Freitag laughed at that story. “That logic would benefit so many players today, at every level,” he said. Then he added about RTJ Golf Club, “Greens complexes are this course’s biggest defense. The greens are sectioned off into three areas where you can use contours to get the ball close to the hole. It’s a course where the greens are bigger than average, but they play small because of those contours. The ball strikers who have the vision to use the contours will benefit more than those who just go for the hole.”

PC2

There have been changes since those early Presidents Cups. The matches came back in 2005 after a tie in South Africa in 2003. Jack Nicklaus captained both of those teams with George W. Bush on-site in Virginia. The U.S. won in 2005 18.5 to 15.5.

That course was a little different than the one Jones founded in 1991. It is different still today.

“Kyle Phillips has been our architect since 1998,” Freitag said. “He was an understudy of Robert Trent Jones. Our most recent renovation opened in 2023. Most of the changes have simply been adjusting to advancements in the game – repositioning of some bunkers and adding some length – but he also opened some vistas to the lake.

“The last 11 holes play along the water, but that property was quite heavily treelined. With the beauty of Lake Manassas – there are no boats, it’s a reservoir – we wanted to open some sightlines to the water. That also opened airflow, which allowed for better conditioning.”

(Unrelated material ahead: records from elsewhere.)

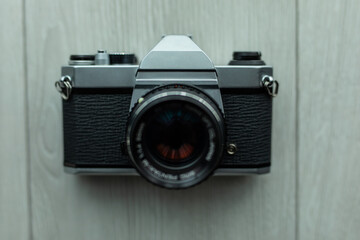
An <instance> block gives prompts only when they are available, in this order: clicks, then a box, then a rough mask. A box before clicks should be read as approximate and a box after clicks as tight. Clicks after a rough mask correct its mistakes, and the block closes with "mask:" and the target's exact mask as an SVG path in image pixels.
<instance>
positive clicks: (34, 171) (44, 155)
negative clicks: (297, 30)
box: [26, 0, 296, 239]
mask: <svg viewBox="0 0 360 240" xmlns="http://www.w3.org/2000/svg"><path fill="white" fill-rule="evenodd" d="M294 16H295V2H294V1H286V0H281V1H276V2H273V1H262V2H259V1H196V2H195V1H190V0H186V1H165V0H163V1H101V2H100V1H70V0H61V1H60V0H54V1H45V0H37V1H35V0H28V1H26V29H27V38H26V41H27V47H28V58H27V68H28V81H29V83H31V84H29V87H28V89H27V92H28V99H27V100H28V110H29V124H28V125H29V134H30V139H31V141H30V160H31V166H30V170H31V199H32V201H31V208H32V225H33V234H34V236H33V238H34V239H240V238H242V239H294V238H295V106H296V105H295V17H294ZM165 33H166V34H170V33H191V34H193V37H194V40H195V41H196V42H197V43H198V44H199V46H200V47H201V48H202V49H203V50H205V51H206V52H207V54H208V55H209V57H210V58H212V59H213V60H214V62H215V63H216V64H226V63H227V62H228V61H229V60H230V58H231V54H232V51H233V50H262V52H263V57H264V59H265V60H266V61H267V63H269V64H271V65H273V66H274V67H275V76H276V77H277V78H278V79H281V84H282V85H281V87H282V89H283V91H282V92H281V95H280V96H279V97H278V98H277V99H276V100H275V101H274V124H273V130H274V135H273V159H274V161H273V169H272V173H271V174H269V175H266V176H259V177H238V178H233V177H227V178H226V177H217V178H212V179H211V180H209V181H207V182H205V183H203V184H201V185H200V186H198V187H195V188H193V189H189V190H185V191H168V190H164V189H160V188H157V187H154V186H152V185H150V184H148V183H147V182H145V181H144V180H143V179H141V178H137V177H133V178H124V177H76V176H72V175H67V174H64V173H63V170H62V158H63V153H62V147H63V145H62V130H61V126H62V120H61V114H62V113H61V101H60V98H59V95H58V93H57V92H56V91H55V90H54V86H53V85H54V81H55V80H57V79H58V78H59V76H60V66H61V65H62V64H65V63H66V61H67V58H68V56H69V55H70V54H74V53H93V52H94V51H95V50H96V49H98V48H107V49H108V50H126V51H133V52H136V53H137V55H138V56H139V57H140V58H141V57H143V56H144V54H146V52H147V51H148V50H150V49H151V47H152V46H153V45H154V44H155V43H157V41H158V40H159V39H160V36H161V35H162V34H165ZM284 113H286V114H284Z"/></svg>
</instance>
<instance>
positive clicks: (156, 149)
mask: <svg viewBox="0 0 360 240" xmlns="http://www.w3.org/2000/svg"><path fill="white" fill-rule="evenodd" d="M149 112H150V113H152V114H151V115H150V114H149V115H148V117H149V118H148V121H147V124H146V129H145V132H144V133H145V134H144V141H143V144H144V145H146V146H145V147H146V149H147V150H148V151H149V152H150V154H151V155H153V157H155V158H157V159H158V160H160V161H161V162H164V163H166V164H171V165H172V164H175V165H177V164H180V163H185V162H188V161H192V160H195V159H196V158H197V157H199V155H200V154H201V153H202V152H203V150H204V149H205V148H206V145H207V144H206V142H207V138H208V133H207V128H206V126H205V124H204V122H203V121H202V119H201V112H200V111H198V109H196V108H194V107H193V106H191V105H190V104H188V103H184V102H176V101H172V102H167V103H163V104H160V105H157V106H156V107H155V108H154V109H153V110H152V111H149Z"/></svg>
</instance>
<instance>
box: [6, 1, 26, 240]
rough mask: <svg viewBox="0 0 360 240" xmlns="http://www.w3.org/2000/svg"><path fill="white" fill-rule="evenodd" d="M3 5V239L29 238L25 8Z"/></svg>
mask: <svg viewBox="0 0 360 240" xmlns="http://www.w3.org/2000/svg"><path fill="white" fill-rule="evenodd" d="M0 6H1V7H0V47H1V54H0V62H1V66H0V84H1V87H0V239H27V237H28V235H29V227H28V226H29V225H28V223H29V222H28V221H29V216H28V205H27V204H28V203H27V199H28V198H27V196H28V194H27V193H28V192H27V169H26V167H27V162H26V161H27V152H26V128H25V126H26V114H25V80H24V76H25V73H24V61H23V54H24V52H23V50H24V49H23V39H24V38H23V23H22V10H23V6H22V2H21V1H19V0H14V1H0ZM10 23H11V24H10Z"/></svg>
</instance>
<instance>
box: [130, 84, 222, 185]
mask: <svg viewBox="0 0 360 240" xmlns="http://www.w3.org/2000/svg"><path fill="white" fill-rule="evenodd" d="M172 108H174V109H172ZM164 109H170V112H171V111H172V112H185V113H186V114H187V115H188V117H186V118H187V119H193V120H194V121H195V122H196V124H198V125H195V123H194V126H196V127H195V128H194V129H193V132H194V133H193V135H198V136H195V137H193V138H191V137H188V136H189V134H190V135H191V132H190V130H188V129H189V128H188V129H187V130H186V131H189V132H190V133H189V134H187V133H185V136H187V137H185V138H191V139H197V140H196V142H197V143H198V142H199V141H204V144H205V145H204V146H206V149H207V150H206V151H205V153H204V154H203V155H199V156H200V157H198V158H194V162H191V161H192V159H191V161H190V164H189V165H184V166H182V165H180V166H181V168H171V167H169V166H165V167H164V164H160V163H162V160H161V159H158V157H154V156H153V155H152V154H149V152H148V151H147V150H146V149H148V146H150V145H151V143H149V142H151V141H150V140H151V139H155V140H154V141H157V140H156V136H155V137H151V138H150V140H146V141H145V140H144V139H149V137H147V136H149V135H151V136H152V135H157V134H156V132H155V133H154V132H153V131H152V128H154V126H155V125H153V122H154V121H153V120H151V119H154V118H156V116H155V115H159V114H160V115H161V113H162V112H163V111H164ZM167 114H168V113H167ZM170 115H171V114H170ZM180 115H181V114H180ZM180 115H179V116H180ZM189 116H191V117H189ZM181 121H183V120H181ZM150 123H151V124H150ZM175 128H176V127H175ZM200 128H201V129H205V130H204V131H202V132H201V131H200V130H199V129H200ZM158 129H161V127H160V128H158ZM149 132H151V134H149ZM177 132H180V133H181V131H177ZM199 132H200V133H204V132H205V133H206V136H207V137H206V138H203V139H202V138H200V140H199V137H200V136H202V135H201V134H200V133H199ZM198 133H199V134H198ZM159 134H160V133H159ZM182 135H183V134H182ZM204 136H205V135H204ZM173 138H174V137H173ZM179 138H180V137H179ZM167 139H169V138H167ZM126 140H127V148H128V153H129V156H130V159H131V161H132V163H133V164H134V165H135V168H136V169H137V170H138V172H139V173H140V174H141V175H142V176H144V177H145V178H146V179H147V180H149V181H150V182H152V183H154V184H156V185H159V186H162V187H166V188H186V187H190V186H193V185H196V184H198V183H200V182H202V181H203V180H205V179H206V178H207V177H208V176H209V175H211V173H212V172H213V171H214V170H215V169H216V167H217V165H218V164H219V162H220V159H221V157H222V150H223V146H224V121H223V117H222V114H221V111H220V110H219V108H218V107H217V105H216V103H215V102H214V101H213V100H211V99H210V98H209V97H208V96H207V95H206V94H204V93H202V92H201V91H200V90H197V89H195V88H192V87H188V86H183V85H167V86H162V87H159V88H157V89H154V90H152V91H151V92H149V93H148V94H146V95H144V96H143V97H142V98H141V101H139V103H138V104H136V106H134V108H133V109H132V111H131V113H130V116H129V120H128V127H127V136H126ZM167 141H168V140H167ZM169 141H171V138H170V140H169ZM190 141H191V140H190ZM200 145H201V144H200ZM150 149H153V147H150ZM165 151H166V150H165ZM173 151H174V150H173ZM179 151H180V152H181V150H179ZM165 155H166V154H165ZM173 155H174V153H173ZM182 155H183V156H187V154H182ZM182 155H181V154H180V156H182ZM173 159H176V157H174V156H173ZM178 159H179V157H178ZM158 160H159V161H158ZM195 161H196V162H195ZM159 162H160V163H159Z"/></svg>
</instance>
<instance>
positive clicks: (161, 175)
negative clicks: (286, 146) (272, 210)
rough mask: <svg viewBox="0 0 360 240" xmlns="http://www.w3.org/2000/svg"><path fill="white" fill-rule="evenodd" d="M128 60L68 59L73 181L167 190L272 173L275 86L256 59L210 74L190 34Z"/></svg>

The biggest changes are the first and third holes where length was added and more lake vistas opened. But the course retains its original parkland feel with Jones’ traditional bunkering that places a premium on driving it straight.

“It’s a challenge, for sure,” Freitag said. “We hosted four Presidents Cups and then the 2014 Quicken Loans (on the PGA Tour). Now, we’re hosting international golf with the Solheim Cup. It might be a property that is unfamiliar to those who don’t follow golf all that closely. But it is one that has a history to it. It has hosted a lot of high-end competitive golf, and we think it’s going to be a great venue to showcase the best women in the game.”